It’s funny how busy we all are these days.  How often do we run into a friend and find ourselves repeating the same mantra, “its been forever since I’ve seen you!  We should get together…. it’s just been so busy!”  Sound familiar?

But then someone you love passes away.  Suddenly, nothing is more important than dropping everything and migrating to the place of mourning, to the center of the ceremony, to the final good-bye.  Everything in life is put into perspective at the time of a loved one’s death.  Meetings, classes, appointments, laundry, yoga…it all falls away when the impact of loss finds us and takes a strong hold of our heart.

I found this out again first-hand last week as my cherished Nana passed from this life to her next.  Although we all knew her time was near, and she had suffered for so long that this was a blessing, the impact of the words “Nana died this morning” were profound.  I booked my ticket to travel over 2000 miles home to my parents, put my house in order, and ensured that my kids were safe and secure.  Thankful for my ability to practice meditation and silent mantra almost anywhere, I flew cross-country with a peaceful yet grieving heart.  Part of me was actually excited to see friends and relatives that I see so rarely because of how “busy” life can be.  I pictured the reunion – the hugs, and tears, the telling and re-telling of Nana stories – and I found myself a bit excited; I actually felt …..happy.

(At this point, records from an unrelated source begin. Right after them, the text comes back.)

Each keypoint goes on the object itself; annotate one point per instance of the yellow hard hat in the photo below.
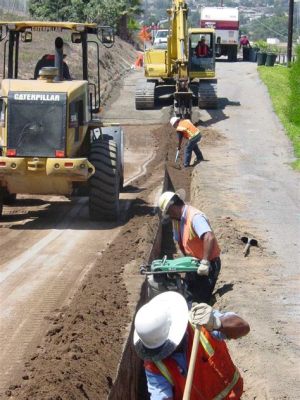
(173, 120)
(166, 200)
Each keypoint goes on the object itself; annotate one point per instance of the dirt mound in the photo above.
(79, 356)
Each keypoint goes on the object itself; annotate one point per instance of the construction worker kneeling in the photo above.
(195, 237)
(163, 338)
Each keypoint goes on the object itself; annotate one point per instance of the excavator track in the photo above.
(207, 94)
(145, 95)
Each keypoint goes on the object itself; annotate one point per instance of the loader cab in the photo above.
(79, 38)
(201, 52)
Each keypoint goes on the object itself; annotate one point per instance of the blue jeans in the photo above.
(192, 146)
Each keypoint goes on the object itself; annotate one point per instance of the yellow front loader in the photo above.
(177, 71)
(50, 141)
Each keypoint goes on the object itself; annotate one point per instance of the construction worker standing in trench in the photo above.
(186, 129)
(192, 231)
(163, 338)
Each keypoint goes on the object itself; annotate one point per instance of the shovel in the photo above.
(177, 155)
(175, 165)
(249, 242)
(190, 375)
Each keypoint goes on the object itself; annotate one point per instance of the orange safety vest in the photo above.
(187, 129)
(189, 242)
(202, 49)
(215, 375)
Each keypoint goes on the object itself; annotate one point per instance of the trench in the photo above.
(130, 383)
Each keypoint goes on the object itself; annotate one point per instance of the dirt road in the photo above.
(47, 247)
(245, 186)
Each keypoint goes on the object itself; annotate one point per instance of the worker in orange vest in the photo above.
(163, 337)
(195, 237)
(186, 129)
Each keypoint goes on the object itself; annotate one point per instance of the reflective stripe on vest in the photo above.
(188, 129)
(206, 345)
(228, 389)
(164, 371)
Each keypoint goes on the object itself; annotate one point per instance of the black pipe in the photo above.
(17, 38)
(4, 58)
(59, 56)
(98, 73)
(85, 74)
(11, 55)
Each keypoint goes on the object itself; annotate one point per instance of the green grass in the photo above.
(277, 80)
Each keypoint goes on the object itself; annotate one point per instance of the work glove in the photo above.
(203, 268)
(202, 315)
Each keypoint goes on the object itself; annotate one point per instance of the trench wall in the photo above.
(130, 381)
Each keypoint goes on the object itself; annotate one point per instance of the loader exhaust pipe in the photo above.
(59, 56)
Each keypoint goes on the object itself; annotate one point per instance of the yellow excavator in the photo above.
(51, 141)
(179, 70)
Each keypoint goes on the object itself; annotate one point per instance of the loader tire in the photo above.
(105, 183)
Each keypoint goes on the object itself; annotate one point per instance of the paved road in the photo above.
(249, 179)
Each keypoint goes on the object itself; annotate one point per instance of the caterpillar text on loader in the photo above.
(179, 71)
(50, 141)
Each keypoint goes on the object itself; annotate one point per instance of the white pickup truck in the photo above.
(225, 21)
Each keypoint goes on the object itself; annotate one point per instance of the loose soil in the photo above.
(79, 355)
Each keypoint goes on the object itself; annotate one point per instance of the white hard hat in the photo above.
(173, 120)
(160, 326)
(165, 200)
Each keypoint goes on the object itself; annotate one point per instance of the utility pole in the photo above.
(290, 32)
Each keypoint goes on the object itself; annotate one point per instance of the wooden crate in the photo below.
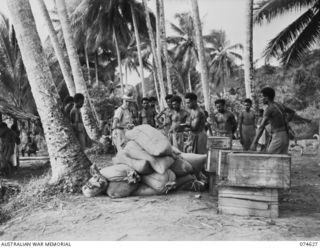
(248, 201)
(217, 142)
(212, 160)
(222, 162)
(259, 170)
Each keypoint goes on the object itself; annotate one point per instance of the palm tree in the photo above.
(96, 21)
(156, 61)
(159, 48)
(70, 166)
(164, 44)
(13, 80)
(184, 52)
(292, 43)
(201, 52)
(223, 57)
(40, 7)
(248, 51)
(88, 117)
(136, 33)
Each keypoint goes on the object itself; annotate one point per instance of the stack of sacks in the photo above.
(149, 165)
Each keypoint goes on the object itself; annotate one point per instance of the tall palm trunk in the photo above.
(70, 166)
(126, 73)
(96, 63)
(155, 84)
(189, 81)
(88, 65)
(136, 33)
(157, 62)
(88, 117)
(119, 60)
(201, 52)
(248, 52)
(165, 45)
(41, 8)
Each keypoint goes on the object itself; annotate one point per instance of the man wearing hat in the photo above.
(122, 121)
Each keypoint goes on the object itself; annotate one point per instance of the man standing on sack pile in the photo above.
(196, 125)
(178, 119)
(165, 116)
(224, 121)
(122, 121)
(278, 116)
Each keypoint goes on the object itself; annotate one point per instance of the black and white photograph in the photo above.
(159, 120)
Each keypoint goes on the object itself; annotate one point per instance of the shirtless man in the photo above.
(76, 120)
(8, 140)
(153, 110)
(278, 116)
(197, 140)
(179, 116)
(224, 121)
(247, 125)
(145, 115)
(122, 121)
(165, 114)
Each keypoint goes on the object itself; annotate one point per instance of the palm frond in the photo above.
(279, 44)
(307, 38)
(271, 9)
(177, 29)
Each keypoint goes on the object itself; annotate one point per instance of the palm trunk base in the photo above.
(71, 180)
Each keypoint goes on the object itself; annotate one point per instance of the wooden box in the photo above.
(259, 170)
(212, 160)
(217, 142)
(248, 201)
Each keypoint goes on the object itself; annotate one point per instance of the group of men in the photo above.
(187, 127)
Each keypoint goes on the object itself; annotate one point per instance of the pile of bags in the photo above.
(148, 165)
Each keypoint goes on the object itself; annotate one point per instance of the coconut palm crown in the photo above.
(292, 43)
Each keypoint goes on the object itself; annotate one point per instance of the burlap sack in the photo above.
(139, 165)
(95, 186)
(144, 190)
(150, 139)
(133, 150)
(161, 183)
(119, 173)
(198, 161)
(162, 164)
(181, 167)
(121, 189)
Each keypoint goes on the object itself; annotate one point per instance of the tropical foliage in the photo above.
(292, 43)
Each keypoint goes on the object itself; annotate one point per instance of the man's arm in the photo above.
(289, 113)
(194, 125)
(234, 124)
(259, 133)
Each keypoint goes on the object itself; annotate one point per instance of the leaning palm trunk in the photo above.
(248, 53)
(165, 45)
(119, 60)
(40, 7)
(88, 117)
(88, 65)
(136, 33)
(70, 166)
(189, 81)
(155, 57)
(200, 46)
(156, 85)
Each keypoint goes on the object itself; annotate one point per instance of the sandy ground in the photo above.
(177, 216)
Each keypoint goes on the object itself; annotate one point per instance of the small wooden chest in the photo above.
(259, 170)
(217, 142)
(248, 201)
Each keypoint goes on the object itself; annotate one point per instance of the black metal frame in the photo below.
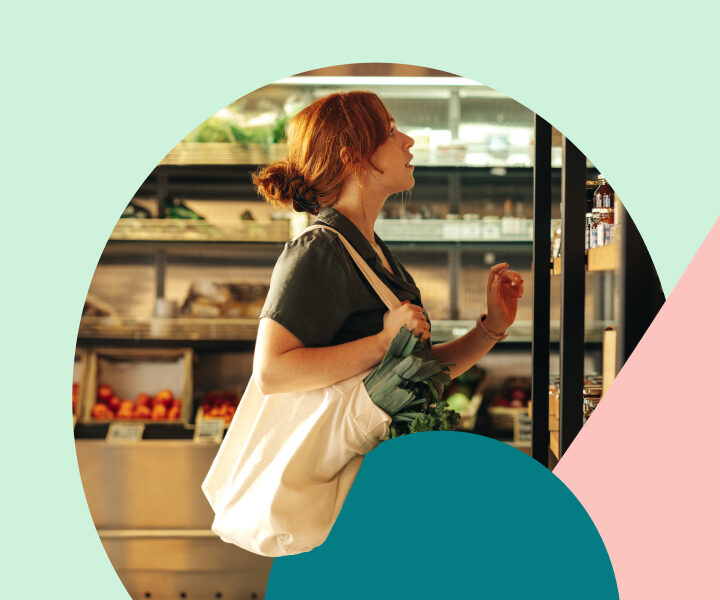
(540, 350)
(572, 320)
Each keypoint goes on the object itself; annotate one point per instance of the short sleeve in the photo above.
(309, 293)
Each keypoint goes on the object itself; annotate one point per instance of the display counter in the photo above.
(154, 521)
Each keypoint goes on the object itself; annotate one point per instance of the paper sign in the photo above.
(209, 430)
(125, 432)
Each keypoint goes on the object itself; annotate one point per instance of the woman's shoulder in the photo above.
(314, 242)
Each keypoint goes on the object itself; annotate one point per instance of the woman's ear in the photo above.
(347, 155)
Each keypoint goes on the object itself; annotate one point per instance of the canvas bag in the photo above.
(287, 462)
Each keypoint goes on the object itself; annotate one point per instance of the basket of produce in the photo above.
(153, 385)
(511, 401)
(79, 373)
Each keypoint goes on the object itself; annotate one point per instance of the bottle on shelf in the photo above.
(603, 222)
(508, 223)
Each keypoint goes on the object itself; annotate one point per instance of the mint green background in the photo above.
(95, 95)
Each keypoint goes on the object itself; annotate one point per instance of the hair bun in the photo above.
(282, 185)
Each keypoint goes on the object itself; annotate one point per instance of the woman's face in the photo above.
(393, 158)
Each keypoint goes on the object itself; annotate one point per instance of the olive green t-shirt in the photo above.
(319, 294)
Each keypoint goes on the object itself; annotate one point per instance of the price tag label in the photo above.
(125, 432)
(209, 430)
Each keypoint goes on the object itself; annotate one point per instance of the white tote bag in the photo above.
(288, 461)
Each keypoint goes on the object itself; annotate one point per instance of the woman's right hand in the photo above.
(407, 314)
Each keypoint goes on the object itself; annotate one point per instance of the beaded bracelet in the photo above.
(491, 337)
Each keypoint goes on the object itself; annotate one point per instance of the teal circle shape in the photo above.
(452, 516)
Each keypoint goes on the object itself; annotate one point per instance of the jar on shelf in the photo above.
(604, 226)
(589, 225)
(604, 196)
(591, 398)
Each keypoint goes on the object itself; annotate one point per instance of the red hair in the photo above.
(314, 170)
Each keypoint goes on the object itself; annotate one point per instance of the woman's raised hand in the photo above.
(504, 290)
(406, 314)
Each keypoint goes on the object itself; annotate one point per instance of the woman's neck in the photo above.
(361, 207)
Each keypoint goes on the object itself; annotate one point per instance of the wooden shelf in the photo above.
(605, 258)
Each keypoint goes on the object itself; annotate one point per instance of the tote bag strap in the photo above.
(389, 299)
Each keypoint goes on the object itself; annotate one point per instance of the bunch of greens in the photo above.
(408, 385)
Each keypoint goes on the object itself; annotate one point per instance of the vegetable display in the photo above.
(408, 385)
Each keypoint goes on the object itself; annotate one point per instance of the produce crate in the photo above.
(503, 417)
(130, 372)
(79, 380)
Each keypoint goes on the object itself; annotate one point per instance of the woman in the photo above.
(322, 322)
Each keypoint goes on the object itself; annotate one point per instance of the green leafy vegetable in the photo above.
(409, 377)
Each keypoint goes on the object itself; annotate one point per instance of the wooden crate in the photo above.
(134, 371)
(504, 417)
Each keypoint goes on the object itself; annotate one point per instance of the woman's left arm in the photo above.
(504, 289)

And happy it was, at times, laden with heart-break, loss and sorrow.  Three generations came together to celebrate Virginia Lee Gassert as a wife, mother, grandmother, great-grandmother, aunt, and friend.  Small glimpses into her life-history were shared so that our younger generation can understand their roots and pass on her wisdom and “Nana ‘isms”.  I found myself stepping back at times and recounting how the love and union between she and my grand-father, her beloved Joe, helped to create sixteen individual and sacred lives.  A black and white picture of my grandparents, early in their courtship, shows them gazing into one another’s eyes, my Papa’s right arm around Nana’s shoulders, as in so many future photos to come.  The spark in their eyes is like the spark of life, as yet to manifest, but full of potential.  They were too young to understand that the power of their love would create and inspire so much love, honor, and individuality among their off-spring.

So the union of their love created life.  The preceding death of my grand-father had also brought all of the family together to celebrate his life.  The death now of our grandmother, mother, and friend again brought all of us together to celebrate her life.  So death awakens within us the need, the desire, the absolute clear intention that we all must pause, take a deep breath, and awaken within ourselves, the celebration of life.

Rest in Peace my dear Nana.  You will never be forgotten.